Transcurre el tiempo en cuenta gotas jugando a la baraja de
la sota, el caballo y el rey. El guerrero languidece luchando en el barro contra
el viento y el agua. No hay alfombras rojas ni honor en derrotar a la simple
milicia. Ni rastro de brillantes armaduras a cada lado portadas por hermanos de
sangre y también de metal, no hay respeto por los caídos ni vanagloria en las
gestas acontecidas a base de esfuerzo, sudor y tesón. Sólo números que cual
paja se amontona en los graneros, vital para la vida sin brillo ni valor en un
museo.
Pasan los días como empiezan a caer las hojas de los árboles
al igual que del calendario, noventa turnos son un suspiro para dar la vuelta
al mundo, suficiente para que cualquier necio reconozca sus errores y asimilar
que hay algunos lugares donde el alma de un cocinero se mustia con el vapor de
una freidora y una plancha tan pequeña como lo es un folio en blanco. Rezo por
que la muerte sobrevenga entre el publico y me lleve al otro lado. Al menos sería
benévola en una condena escogida sin pensar.
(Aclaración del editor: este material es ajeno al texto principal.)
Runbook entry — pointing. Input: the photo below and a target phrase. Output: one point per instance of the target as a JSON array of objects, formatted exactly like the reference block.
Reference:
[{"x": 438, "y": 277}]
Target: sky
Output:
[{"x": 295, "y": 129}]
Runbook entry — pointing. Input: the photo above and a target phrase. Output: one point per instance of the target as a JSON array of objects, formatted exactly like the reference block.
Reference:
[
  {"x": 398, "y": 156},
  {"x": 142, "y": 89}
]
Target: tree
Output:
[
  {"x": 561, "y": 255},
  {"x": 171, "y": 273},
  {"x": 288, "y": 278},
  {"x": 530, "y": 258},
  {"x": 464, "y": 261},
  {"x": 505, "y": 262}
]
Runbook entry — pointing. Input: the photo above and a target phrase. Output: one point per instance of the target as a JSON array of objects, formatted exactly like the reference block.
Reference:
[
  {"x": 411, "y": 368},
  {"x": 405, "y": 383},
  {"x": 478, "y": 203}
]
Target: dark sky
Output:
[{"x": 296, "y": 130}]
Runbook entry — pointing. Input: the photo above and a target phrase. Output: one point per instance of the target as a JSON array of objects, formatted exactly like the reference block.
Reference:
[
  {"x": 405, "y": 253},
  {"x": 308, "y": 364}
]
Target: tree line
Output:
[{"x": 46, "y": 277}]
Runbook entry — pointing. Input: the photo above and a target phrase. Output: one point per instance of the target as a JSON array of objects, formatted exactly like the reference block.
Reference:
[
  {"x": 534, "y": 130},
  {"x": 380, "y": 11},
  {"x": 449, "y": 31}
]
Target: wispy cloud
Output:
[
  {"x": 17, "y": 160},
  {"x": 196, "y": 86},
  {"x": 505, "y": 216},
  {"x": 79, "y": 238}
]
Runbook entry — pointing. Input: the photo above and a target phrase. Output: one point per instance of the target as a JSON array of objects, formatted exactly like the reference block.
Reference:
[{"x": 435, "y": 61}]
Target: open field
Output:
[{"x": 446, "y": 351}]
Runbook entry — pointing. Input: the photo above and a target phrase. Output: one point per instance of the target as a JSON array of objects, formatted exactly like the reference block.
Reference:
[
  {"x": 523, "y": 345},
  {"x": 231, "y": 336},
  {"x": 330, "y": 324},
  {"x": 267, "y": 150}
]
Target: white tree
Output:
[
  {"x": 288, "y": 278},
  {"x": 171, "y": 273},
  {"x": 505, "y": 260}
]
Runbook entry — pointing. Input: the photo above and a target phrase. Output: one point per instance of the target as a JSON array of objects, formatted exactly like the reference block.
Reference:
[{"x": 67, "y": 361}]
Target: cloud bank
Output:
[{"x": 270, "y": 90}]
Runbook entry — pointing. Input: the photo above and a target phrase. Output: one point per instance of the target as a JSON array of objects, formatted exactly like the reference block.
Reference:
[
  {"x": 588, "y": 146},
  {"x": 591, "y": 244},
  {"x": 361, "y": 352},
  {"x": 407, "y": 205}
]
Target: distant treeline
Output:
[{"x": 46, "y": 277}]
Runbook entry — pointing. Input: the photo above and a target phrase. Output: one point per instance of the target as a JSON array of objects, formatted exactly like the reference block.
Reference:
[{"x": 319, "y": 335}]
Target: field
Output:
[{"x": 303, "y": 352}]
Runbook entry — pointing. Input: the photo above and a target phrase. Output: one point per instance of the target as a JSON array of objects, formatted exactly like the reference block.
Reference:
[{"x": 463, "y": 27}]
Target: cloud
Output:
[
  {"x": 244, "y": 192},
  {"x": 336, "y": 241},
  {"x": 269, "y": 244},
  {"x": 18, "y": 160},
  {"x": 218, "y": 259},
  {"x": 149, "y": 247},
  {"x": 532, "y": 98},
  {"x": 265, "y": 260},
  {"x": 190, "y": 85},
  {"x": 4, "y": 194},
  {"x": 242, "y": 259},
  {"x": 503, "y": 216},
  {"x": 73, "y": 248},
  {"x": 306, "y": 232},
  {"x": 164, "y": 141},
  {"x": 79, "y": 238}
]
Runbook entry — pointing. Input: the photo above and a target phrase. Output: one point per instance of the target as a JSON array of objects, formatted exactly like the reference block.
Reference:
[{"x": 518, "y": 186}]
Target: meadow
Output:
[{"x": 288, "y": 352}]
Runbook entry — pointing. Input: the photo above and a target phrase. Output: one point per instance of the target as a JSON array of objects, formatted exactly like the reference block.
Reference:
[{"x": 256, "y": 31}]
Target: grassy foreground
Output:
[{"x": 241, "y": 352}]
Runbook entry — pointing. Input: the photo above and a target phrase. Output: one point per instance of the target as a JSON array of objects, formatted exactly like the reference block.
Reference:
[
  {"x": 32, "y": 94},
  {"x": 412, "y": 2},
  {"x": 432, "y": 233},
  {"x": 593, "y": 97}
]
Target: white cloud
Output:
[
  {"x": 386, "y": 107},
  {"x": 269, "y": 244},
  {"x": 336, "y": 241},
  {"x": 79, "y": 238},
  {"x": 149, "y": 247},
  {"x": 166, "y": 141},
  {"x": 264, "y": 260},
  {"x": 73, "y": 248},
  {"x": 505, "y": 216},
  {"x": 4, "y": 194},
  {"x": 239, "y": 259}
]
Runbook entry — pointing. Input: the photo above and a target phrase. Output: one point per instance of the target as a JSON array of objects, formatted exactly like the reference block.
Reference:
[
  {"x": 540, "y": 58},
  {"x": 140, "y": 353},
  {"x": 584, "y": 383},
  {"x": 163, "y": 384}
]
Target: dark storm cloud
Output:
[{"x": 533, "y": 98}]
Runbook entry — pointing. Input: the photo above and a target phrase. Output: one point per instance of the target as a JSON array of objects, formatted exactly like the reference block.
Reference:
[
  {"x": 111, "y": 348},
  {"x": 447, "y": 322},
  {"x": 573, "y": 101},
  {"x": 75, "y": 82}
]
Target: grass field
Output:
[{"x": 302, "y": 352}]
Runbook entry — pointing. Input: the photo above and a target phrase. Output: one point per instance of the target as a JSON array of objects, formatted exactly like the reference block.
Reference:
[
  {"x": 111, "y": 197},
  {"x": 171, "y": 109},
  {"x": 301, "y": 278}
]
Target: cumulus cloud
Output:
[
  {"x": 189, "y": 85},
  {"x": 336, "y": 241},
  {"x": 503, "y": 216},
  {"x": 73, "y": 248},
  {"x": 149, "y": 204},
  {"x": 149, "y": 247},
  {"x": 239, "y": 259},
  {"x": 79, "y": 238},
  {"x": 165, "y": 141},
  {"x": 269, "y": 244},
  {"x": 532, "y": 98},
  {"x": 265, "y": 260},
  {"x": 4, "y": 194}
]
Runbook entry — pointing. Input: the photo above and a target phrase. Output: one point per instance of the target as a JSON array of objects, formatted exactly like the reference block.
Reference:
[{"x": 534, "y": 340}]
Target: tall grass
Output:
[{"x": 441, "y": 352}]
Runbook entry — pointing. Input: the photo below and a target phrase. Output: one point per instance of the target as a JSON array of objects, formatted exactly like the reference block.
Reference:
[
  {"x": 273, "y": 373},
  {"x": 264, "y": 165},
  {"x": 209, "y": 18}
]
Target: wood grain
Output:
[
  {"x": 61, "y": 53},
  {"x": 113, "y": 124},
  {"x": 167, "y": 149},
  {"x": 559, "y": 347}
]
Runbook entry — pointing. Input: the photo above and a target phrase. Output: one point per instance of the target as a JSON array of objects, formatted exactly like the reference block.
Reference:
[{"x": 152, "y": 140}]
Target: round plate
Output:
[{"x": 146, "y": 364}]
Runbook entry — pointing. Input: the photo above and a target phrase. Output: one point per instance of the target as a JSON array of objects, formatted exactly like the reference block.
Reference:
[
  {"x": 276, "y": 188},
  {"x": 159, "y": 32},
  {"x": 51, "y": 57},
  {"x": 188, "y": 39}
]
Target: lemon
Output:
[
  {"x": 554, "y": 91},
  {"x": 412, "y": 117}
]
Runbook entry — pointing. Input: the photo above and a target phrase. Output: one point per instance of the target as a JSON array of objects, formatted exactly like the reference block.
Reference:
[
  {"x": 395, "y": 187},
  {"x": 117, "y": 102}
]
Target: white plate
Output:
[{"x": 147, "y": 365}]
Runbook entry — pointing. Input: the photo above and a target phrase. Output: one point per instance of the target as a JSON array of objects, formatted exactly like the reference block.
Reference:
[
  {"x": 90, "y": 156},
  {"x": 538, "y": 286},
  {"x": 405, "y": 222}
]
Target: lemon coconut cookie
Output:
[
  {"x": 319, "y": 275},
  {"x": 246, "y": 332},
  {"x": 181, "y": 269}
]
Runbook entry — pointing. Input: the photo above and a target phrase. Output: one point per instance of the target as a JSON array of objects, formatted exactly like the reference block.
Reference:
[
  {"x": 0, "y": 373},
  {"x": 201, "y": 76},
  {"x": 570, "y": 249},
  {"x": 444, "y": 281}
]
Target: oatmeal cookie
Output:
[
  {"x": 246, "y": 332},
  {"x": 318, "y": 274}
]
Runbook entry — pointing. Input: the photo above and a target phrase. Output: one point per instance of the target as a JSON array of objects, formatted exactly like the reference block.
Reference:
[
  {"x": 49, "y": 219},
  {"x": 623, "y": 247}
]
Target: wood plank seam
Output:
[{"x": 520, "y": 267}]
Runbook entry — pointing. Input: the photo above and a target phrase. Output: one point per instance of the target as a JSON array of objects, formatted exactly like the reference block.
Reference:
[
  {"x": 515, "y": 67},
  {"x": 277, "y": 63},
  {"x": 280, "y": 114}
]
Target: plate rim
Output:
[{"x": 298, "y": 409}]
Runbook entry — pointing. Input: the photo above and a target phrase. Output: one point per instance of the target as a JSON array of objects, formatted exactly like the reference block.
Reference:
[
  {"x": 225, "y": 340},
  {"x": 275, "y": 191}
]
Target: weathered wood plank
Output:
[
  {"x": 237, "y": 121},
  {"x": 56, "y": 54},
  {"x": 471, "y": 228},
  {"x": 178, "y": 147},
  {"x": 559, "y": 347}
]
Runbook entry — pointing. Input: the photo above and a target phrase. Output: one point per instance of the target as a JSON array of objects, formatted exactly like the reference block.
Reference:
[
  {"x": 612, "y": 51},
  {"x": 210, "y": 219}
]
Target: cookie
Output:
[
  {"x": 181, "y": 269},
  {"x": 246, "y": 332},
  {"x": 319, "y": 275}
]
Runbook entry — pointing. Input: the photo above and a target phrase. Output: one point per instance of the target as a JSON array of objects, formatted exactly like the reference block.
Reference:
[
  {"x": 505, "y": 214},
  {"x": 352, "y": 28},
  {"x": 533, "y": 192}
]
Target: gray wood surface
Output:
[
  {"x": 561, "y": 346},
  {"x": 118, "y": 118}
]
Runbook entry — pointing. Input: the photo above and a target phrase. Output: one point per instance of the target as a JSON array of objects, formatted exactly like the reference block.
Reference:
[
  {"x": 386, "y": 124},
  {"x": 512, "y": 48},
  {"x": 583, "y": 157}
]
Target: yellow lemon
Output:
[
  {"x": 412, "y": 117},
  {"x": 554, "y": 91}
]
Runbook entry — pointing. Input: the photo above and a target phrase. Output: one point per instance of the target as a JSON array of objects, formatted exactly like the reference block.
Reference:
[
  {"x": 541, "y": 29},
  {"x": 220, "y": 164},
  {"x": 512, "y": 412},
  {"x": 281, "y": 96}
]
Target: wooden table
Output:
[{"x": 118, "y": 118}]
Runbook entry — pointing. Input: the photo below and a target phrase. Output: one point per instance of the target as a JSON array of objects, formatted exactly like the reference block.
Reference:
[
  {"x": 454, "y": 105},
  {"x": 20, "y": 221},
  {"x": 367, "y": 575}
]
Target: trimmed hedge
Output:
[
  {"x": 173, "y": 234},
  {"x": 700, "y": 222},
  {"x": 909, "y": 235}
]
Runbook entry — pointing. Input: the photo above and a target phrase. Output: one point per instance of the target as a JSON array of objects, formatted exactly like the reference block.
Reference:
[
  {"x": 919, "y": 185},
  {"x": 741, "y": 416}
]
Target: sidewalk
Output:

Por la noche vuelve todo a suceder como siempre, muchas
horas en blanco viviendo entre el silencio que me lleva a otra parte, allí
donde las alas tienen palabras y no plumas y mi sonrisa solo florece cuando sin
tener que hacerlo hago las cosas bien como sólo debería ser. Todos los atajos terminan
mostrando las debilidades, cada fallo deja constancia en algún lado. Nadie es
perfecto… pero si al menos no lo intentas, nunca sabrás si era correcto o no y
eso ya muestra constancia en algo.
Atado en mi pequeño cubículo con cadenas invisibles, veo
como pasa vida sin detenerse ni lamentarse, prosigue hacia delante sin
detenerse y levantándose a cada caída, casi por inercia. Miro al horizonte
hasta que el siguiente dios me invoque a su presencia como juglar de la corte, quizás
esta vez encuentre un genio al final de la botella o puede que tan solo a
alguien que sepa distinguir algo bueno entre tanto barro y harina.